Technology is also being used to make education for front-line staff more accessible and effective.
Some hospitals are using e-learning for staff education. Some use HFMA's e-learning modules, which cover a wide range of topics, including admissions procedures and avoiding claims denials. Other hospitals are developing their own e-learning programs.
"A cool thing we're seeing is intranet-based staff education," says Wolfskill. "It's very hard, especially in patient access, to get all staff in a classroom setting. Some hospitals are taking advantage of their intranet and developing web-based self-learning modules, similar to HFMA's product. As revenue cycle professionals realize, that is a valid avenue for education, and by tying the completion of those modules to performance evaluations, you have a very powerful tool to make sure that your staff stays current and participates in educational opportunities. That's important, because we operate in an extremely complex business, and having that standardized education available to staff is invaluable in terms of getting a quality performance every time."
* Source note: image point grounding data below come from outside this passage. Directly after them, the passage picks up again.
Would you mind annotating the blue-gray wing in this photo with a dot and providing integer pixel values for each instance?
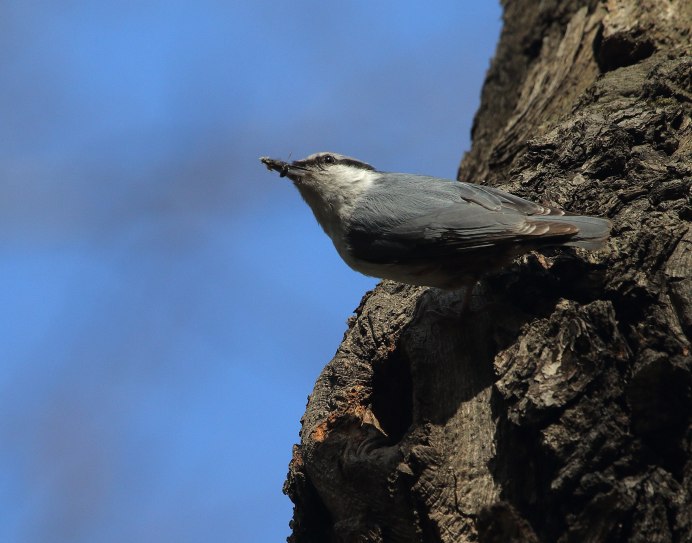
(406, 218)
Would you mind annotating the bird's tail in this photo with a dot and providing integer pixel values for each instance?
(593, 231)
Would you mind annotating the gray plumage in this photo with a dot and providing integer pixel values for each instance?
(423, 230)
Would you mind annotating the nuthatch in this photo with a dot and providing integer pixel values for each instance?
(424, 230)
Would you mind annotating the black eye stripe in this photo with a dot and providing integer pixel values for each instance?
(323, 160)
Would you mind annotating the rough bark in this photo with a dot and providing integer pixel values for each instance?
(559, 407)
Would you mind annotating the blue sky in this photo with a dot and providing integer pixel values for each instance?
(166, 304)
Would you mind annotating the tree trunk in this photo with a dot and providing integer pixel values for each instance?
(558, 406)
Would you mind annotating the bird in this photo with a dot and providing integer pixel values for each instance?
(427, 231)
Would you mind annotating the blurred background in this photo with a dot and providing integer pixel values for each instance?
(166, 303)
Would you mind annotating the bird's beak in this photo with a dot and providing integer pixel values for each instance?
(284, 168)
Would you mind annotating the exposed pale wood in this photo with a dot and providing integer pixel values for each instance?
(558, 408)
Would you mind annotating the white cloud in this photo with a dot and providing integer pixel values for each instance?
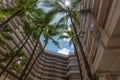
(66, 39)
(64, 51)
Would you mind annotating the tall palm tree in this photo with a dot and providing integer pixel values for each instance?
(44, 27)
(23, 7)
(30, 29)
(71, 13)
(17, 65)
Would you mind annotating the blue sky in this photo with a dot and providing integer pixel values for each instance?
(64, 43)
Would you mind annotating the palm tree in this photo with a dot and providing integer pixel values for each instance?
(17, 65)
(45, 27)
(22, 9)
(71, 13)
(29, 29)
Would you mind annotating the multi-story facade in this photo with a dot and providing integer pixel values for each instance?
(100, 43)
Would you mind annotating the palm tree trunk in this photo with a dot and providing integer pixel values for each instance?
(5, 68)
(17, 45)
(10, 18)
(24, 70)
(34, 62)
(81, 76)
(87, 67)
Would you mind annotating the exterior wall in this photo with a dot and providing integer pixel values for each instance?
(73, 68)
(100, 43)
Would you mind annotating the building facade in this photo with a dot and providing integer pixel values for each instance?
(101, 44)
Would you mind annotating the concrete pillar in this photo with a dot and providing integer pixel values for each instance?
(107, 77)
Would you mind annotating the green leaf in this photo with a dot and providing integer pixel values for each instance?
(56, 43)
(2, 45)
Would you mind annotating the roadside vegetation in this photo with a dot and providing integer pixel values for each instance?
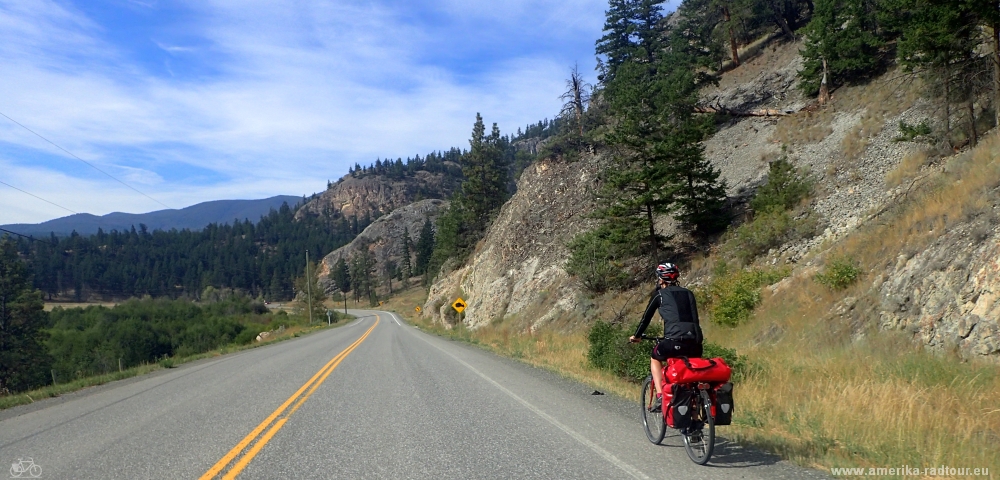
(59, 389)
(46, 354)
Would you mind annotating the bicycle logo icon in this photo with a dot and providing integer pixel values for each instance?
(25, 466)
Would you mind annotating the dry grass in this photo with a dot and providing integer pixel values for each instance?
(834, 392)
(828, 389)
(823, 399)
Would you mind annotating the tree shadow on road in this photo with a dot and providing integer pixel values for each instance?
(727, 453)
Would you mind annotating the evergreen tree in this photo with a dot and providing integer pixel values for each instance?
(941, 39)
(24, 361)
(406, 268)
(616, 45)
(424, 248)
(341, 276)
(845, 34)
(484, 188)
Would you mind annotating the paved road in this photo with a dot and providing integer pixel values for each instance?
(373, 399)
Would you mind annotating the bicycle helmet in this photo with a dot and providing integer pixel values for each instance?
(668, 272)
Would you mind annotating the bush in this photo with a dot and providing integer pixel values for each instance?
(840, 273)
(610, 351)
(733, 296)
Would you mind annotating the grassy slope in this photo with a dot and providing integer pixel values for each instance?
(830, 390)
(24, 398)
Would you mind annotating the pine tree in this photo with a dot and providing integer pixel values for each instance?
(616, 45)
(424, 248)
(941, 39)
(24, 361)
(844, 34)
(484, 188)
(406, 268)
(341, 276)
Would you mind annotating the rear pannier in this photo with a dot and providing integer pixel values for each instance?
(689, 370)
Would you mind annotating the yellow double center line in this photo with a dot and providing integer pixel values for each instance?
(297, 399)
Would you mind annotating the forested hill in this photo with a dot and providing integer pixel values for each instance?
(262, 259)
(368, 192)
(194, 217)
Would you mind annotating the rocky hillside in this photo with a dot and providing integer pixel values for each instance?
(384, 236)
(518, 268)
(375, 195)
(850, 149)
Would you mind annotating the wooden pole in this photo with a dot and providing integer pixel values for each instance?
(308, 289)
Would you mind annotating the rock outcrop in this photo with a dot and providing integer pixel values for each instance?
(384, 236)
(519, 266)
(376, 195)
(948, 295)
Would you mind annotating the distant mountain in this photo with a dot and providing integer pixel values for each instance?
(194, 217)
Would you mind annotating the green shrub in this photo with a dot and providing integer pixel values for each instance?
(840, 273)
(610, 350)
(733, 296)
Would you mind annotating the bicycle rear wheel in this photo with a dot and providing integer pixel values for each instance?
(699, 441)
(653, 422)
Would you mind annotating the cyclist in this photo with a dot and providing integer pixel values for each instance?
(681, 332)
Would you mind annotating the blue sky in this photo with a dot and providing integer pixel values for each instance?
(215, 99)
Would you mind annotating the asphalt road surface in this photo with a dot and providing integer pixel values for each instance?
(376, 398)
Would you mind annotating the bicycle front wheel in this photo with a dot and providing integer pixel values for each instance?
(652, 421)
(699, 441)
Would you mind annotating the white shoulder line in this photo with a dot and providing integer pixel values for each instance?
(629, 469)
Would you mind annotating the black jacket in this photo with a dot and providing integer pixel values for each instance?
(677, 307)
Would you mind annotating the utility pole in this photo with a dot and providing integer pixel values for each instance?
(308, 289)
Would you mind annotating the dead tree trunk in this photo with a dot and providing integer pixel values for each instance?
(972, 123)
(996, 72)
(732, 37)
(824, 90)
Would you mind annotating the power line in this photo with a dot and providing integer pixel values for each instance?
(36, 196)
(29, 237)
(84, 161)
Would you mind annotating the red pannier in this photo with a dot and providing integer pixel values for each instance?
(689, 370)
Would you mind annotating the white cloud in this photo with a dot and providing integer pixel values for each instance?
(293, 95)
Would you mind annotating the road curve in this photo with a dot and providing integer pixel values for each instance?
(376, 398)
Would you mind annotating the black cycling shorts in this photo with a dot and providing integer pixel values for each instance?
(668, 348)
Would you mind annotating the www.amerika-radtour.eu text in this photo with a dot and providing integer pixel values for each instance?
(906, 471)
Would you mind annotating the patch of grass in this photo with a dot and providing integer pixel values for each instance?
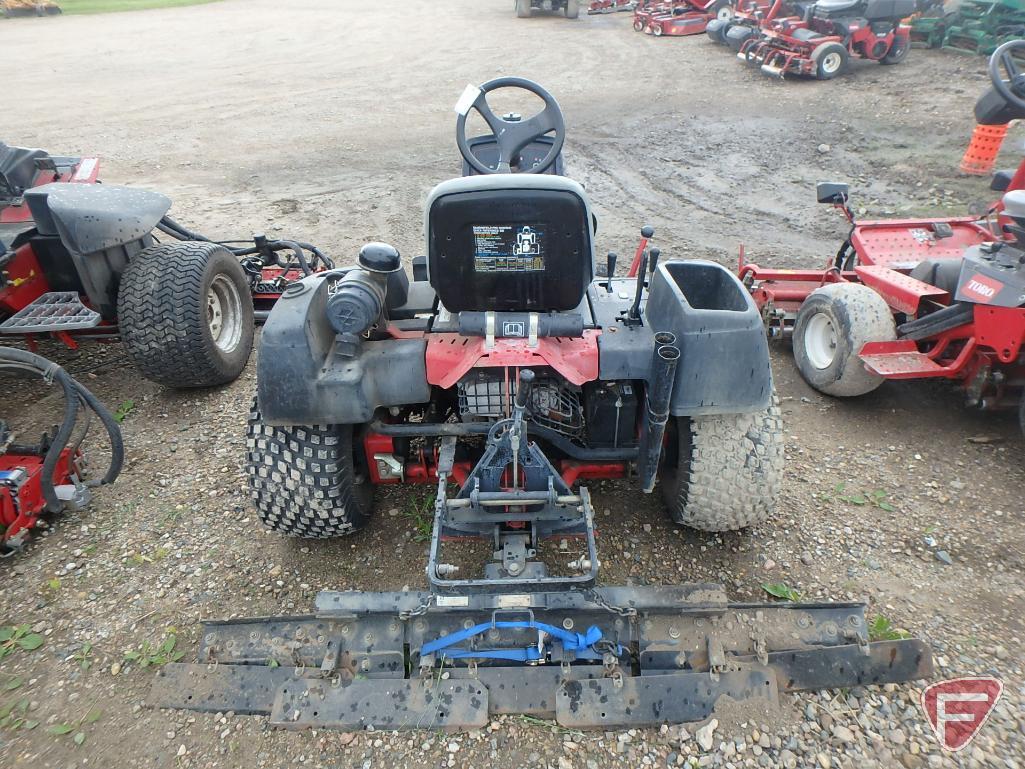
(781, 590)
(18, 637)
(420, 512)
(155, 655)
(880, 629)
(114, 6)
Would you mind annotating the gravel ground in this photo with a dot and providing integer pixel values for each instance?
(331, 121)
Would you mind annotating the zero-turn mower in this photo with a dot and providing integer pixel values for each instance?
(84, 260)
(916, 298)
(503, 374)
(822, 41)
(48, 476)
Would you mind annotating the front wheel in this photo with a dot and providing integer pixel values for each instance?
(898, 51)
(830, 59)
(724, 472)
(186, 314)
(308, 481)
(832, 326)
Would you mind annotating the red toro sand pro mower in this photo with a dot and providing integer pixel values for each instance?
(82, 260)
(525, 8)
(503, 373)
(908, 299)
(680, 18)
(820, 44)
(48, 476)
(610, 6)
(749, 17)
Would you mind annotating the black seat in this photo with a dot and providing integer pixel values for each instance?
(17, 169)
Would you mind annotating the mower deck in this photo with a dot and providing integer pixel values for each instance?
(382, 659)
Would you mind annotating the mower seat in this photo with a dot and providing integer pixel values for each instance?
(509, 242)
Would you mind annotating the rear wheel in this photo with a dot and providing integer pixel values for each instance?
(898, 50)
(186, 314)
(830, 59)
(724, 472)
(832, 326)
(308, 481)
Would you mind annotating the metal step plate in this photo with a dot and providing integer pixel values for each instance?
(651, 700)
(394, 704)
(55, 311)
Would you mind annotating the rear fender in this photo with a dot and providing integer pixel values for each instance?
(724, 364)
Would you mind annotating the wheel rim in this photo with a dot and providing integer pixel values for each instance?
(223, 314)
(820, 341)
(831, 63)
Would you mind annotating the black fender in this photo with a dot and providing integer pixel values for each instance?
(300, 379)
(101, 227)
(724, 363)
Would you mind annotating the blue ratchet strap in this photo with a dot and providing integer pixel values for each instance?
(570, 641)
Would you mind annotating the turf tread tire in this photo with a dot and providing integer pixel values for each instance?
(162, 315)
(303, 480)
(858, 315)
(725, 472)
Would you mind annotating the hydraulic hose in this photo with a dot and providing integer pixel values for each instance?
(74, 393)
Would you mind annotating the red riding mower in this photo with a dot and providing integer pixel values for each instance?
(749, 17)
(680, 18)
(610, 6)
(524, 8)
(48, 476)
(502, 374)
(916, 298)
(821, 42)
(83, 260)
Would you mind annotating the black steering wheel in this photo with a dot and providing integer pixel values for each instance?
(1012, 89)
(510, 135)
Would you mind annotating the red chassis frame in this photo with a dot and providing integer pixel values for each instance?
(21, 506)
(780, 52)
(984, 355)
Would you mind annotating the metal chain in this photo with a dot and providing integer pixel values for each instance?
(623, 611)
(418, 611)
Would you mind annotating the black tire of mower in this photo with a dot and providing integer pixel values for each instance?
(723, 473)
(820, 54)
(162, 315)
(858, 315)
(898, 51)
(306, 481)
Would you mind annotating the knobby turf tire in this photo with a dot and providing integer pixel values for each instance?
(162, 315)
(308, 481)
(723, 473)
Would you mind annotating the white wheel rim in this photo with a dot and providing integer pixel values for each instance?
(223, 314)
(820, 341)
(831, 63)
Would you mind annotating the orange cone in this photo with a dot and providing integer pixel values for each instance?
(981, 154)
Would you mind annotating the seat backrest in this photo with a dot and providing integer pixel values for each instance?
(509, 242)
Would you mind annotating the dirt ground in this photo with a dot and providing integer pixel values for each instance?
(331, 121)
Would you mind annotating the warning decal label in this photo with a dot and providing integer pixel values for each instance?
(508, 248)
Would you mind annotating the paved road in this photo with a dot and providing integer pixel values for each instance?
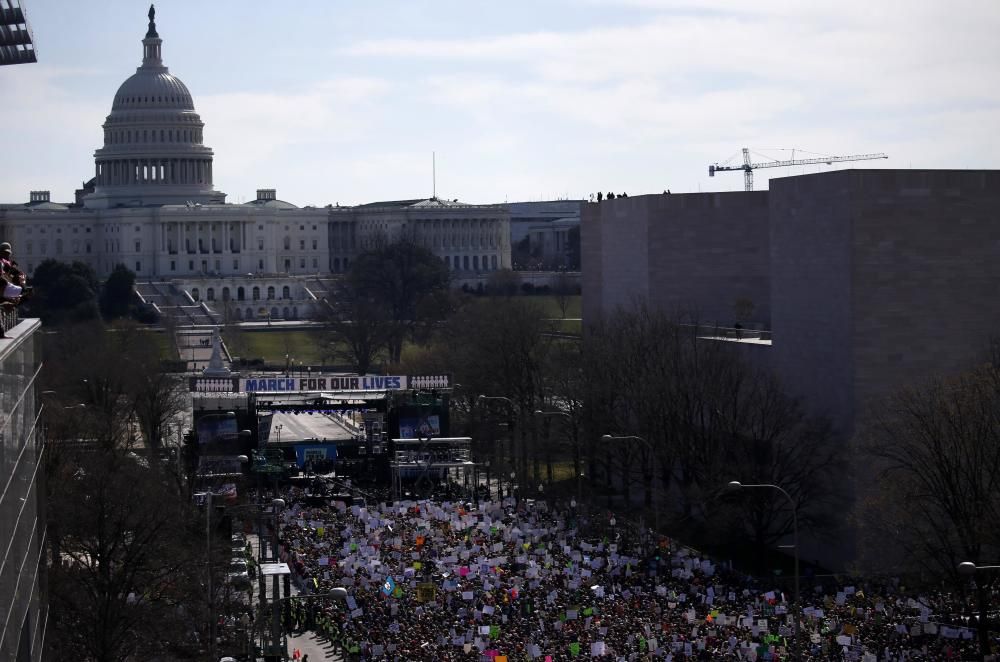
(307, 642)
(296, 427)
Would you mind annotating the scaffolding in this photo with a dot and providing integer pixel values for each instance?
(427, 461)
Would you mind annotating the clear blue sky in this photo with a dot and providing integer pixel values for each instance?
(344, 101)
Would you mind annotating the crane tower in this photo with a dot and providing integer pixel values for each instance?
(747, 167)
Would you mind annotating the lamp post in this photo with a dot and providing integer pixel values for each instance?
(481, 400)
(652, 452)
(969, 568)
(736, 485)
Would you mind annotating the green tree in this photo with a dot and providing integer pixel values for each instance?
(116, 295)
(64, 292)
(408, 281)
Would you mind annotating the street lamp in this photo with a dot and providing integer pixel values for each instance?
(734, 486)
(576, 449)
(652, 453)
(481, 400)
(968, 568)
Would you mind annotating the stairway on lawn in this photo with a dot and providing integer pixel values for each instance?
(172, 302)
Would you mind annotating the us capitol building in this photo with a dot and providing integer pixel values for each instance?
(152, 206)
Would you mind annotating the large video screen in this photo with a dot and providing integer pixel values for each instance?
(420, 426)
(216, 428)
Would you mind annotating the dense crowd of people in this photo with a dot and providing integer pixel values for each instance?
(504, 581)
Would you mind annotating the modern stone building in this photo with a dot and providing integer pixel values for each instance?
(23, 593)
(881, 278)
(701, 256)
(861, 281)
(152, 206)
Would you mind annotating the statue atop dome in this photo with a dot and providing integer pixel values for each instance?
(152, 23)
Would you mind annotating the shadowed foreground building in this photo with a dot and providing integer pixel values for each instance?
(861, 281)
(23, 601)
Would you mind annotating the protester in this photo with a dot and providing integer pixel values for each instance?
(14, 280)
(433, 580)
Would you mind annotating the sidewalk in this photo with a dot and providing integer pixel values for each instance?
(317, 649)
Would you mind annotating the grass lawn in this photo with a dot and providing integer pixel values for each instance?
(273, 346)
(301, 345)
(550, 304)
(165, 345)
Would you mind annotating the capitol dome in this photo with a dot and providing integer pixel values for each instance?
(153, 152)
(151, 89)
E-learning is an excellent avenue not only for training the patient access staff, but also for communicating new payer requirements to staff, especially when staff is decentralized throughout the hospital or health system.
Start at the Beginning
Clearer claims up front and less rework on the back end-that's the name of the game. Hospitals are finding many technology-related process improvements that can increase the quality of registrations, which in turn can lower days in accounts receivable and increase the clean claim rate and collections. Using these techniques means hospitals discover earlier whether there is a problem and have time to correct it before the bill goes out.
"So often, finance people tend to focus on billing and collections," says Wolfskill, "but if we don't get the patient access and scheduling parts right, we're not going to get the rest of it right without a tremendous amount of rework, and that costs us money. So the key to making the revenue cycle successful starts at the very beginning."
Johnson agrees: "Patient access is what starts the entire process, so we need to look at how we can give people the tools to allow them to do the job we want them to do. We're putting these people at the front door. We're expecting them to be goodwill ambassadors to make sure the patients have a very pleasant experience. At the same time, we're challenging them to get all the information and get it right the first time. If that is our argument, we need to give them the best tools that are available."
Carole J. Bolster is a senior editor in HFMA's Westchester, Ill., office.